Turns out blacking out saved me a few broken bones at the very least. I landed so completely flat against the concrete that I got up with only a few minor scratches and nothing else. We didn't sue. We didn't even cancel our membership. We were back at the pool the next week. No measures were put in place to make the high dive safer. No warnings were posted that one should grab the hand rail carefully, that no one should go too quickly up the ladder. The judgment was made, fairly quickly, that user error was the root of my accident.
By the time I was 10, I was joining my friend Andy and other pals at his pool, doing really stupid things. He had a curved slide that went eight or so feet down into the water, but mostly what they did was climb to the top and jump in. The really daring moments required you to stand on top of the handrail before jumping.
Someone really could've hurt themselves. Especially a massive klutz like myself. But we never did, other than a few bruises or scrapes from hitting the pool bottom too hard on occasion.
When I start thinking back to my childhood, there wasn't much of any of it that hasn't been deemed, by one group or another, as Too Dangerous. Riding dirt bikes 10 miles, across several four-lane high-speed roads, to the local movie theater. Fighting in bottle rocket wars. Playing "joust" on our bikes with baseball bats. Watching HBO when my parents weren't around. Hell, even playing Dungeons & Dragons.
And those adventures that weren't deemed dangerous were flat-out demolished. Like high dives. Monkey bars. Sitting in the floorboard of the back seat of your parents' car on the trip to the grandparents or the beach, playing with your Star Wars figures.

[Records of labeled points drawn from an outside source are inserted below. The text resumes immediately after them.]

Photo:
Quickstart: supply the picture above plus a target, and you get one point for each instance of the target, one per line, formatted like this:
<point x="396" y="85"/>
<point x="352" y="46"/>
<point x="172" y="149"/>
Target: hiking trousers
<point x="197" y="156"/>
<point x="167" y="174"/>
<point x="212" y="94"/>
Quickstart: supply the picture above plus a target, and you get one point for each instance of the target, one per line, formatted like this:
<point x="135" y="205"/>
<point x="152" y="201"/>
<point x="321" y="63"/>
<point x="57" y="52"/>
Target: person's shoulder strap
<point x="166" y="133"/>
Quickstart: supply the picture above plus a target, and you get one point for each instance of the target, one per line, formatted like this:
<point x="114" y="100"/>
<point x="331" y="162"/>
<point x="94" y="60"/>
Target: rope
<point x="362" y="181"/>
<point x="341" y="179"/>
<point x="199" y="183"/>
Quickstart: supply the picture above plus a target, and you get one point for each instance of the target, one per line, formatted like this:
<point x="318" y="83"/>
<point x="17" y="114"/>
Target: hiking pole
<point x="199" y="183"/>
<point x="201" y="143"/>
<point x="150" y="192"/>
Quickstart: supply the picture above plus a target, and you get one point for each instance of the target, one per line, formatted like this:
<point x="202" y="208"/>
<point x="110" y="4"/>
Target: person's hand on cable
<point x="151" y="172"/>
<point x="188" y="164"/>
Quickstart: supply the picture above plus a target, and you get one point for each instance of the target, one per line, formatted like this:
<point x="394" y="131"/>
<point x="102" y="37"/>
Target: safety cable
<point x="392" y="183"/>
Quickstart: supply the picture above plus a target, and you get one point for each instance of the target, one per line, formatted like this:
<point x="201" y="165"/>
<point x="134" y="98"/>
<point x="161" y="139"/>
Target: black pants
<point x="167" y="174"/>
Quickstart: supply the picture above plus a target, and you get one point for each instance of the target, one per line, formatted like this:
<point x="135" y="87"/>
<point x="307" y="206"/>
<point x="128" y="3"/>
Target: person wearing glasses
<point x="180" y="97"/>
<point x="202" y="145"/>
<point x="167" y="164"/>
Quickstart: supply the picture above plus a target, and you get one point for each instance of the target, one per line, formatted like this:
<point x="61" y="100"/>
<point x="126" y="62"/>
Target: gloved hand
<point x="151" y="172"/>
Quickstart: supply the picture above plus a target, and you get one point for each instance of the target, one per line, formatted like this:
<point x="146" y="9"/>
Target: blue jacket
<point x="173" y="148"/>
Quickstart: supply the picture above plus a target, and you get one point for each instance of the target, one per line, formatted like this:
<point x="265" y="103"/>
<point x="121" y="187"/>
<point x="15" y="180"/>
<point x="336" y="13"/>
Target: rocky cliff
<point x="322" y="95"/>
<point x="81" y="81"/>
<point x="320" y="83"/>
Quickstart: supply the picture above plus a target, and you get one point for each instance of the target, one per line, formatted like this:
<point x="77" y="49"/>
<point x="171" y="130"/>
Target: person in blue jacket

Where do kids today find healthy ways to explore that gray area of Acceptable Risk? The very nature of growing up, of maturing, requires that kids and teenagers test boundaries, take flying leaps, push red buttons. Part of growing up is learning that sometimes parents and other adults were right on about warnings, and sometimes maybe they weren't.
Lately it seems like adults, with heavy assistance from hungry attorneys, are working to sanitize the entire fucking planet. Gone is the notion of acceptable risk, replaced by "if it hurts even one child, it's too dangerous." I'm honestly surprised swimming pools are still permitted at all, with the crippling power of the anecdote and its value in the news media over actual statistics.
My daughters are oddly fortunate, however. The school campus on which I live includes something affectionately known as "The Tower," a huge concrete platform that soars some 20+ feet above the surface of the water. If it was a rare treasure 20 years ago, now it's a rat that has somehow survived in a cage full of velociraptors. I'd like to say The Tower will survive another 20 years, but the cynical side of me doesn't even give it another five. A boy had to be taken to the hospital a couple of weeks ago after slipping and falling off the concrete structure.
The lifeguards responded quickly. All of the precautionary measures in place worked. But he was hospitalized. The first injury we've had on The Tower in at least four or five summers and four or five school years, with thousands of boys, thousands of kids running and leaping from it every day from late April until September.
But one injury might be all it takes in today's world. The notion that kids will be kids and that sometimes being a kid can hurt... well, that's not acceptable.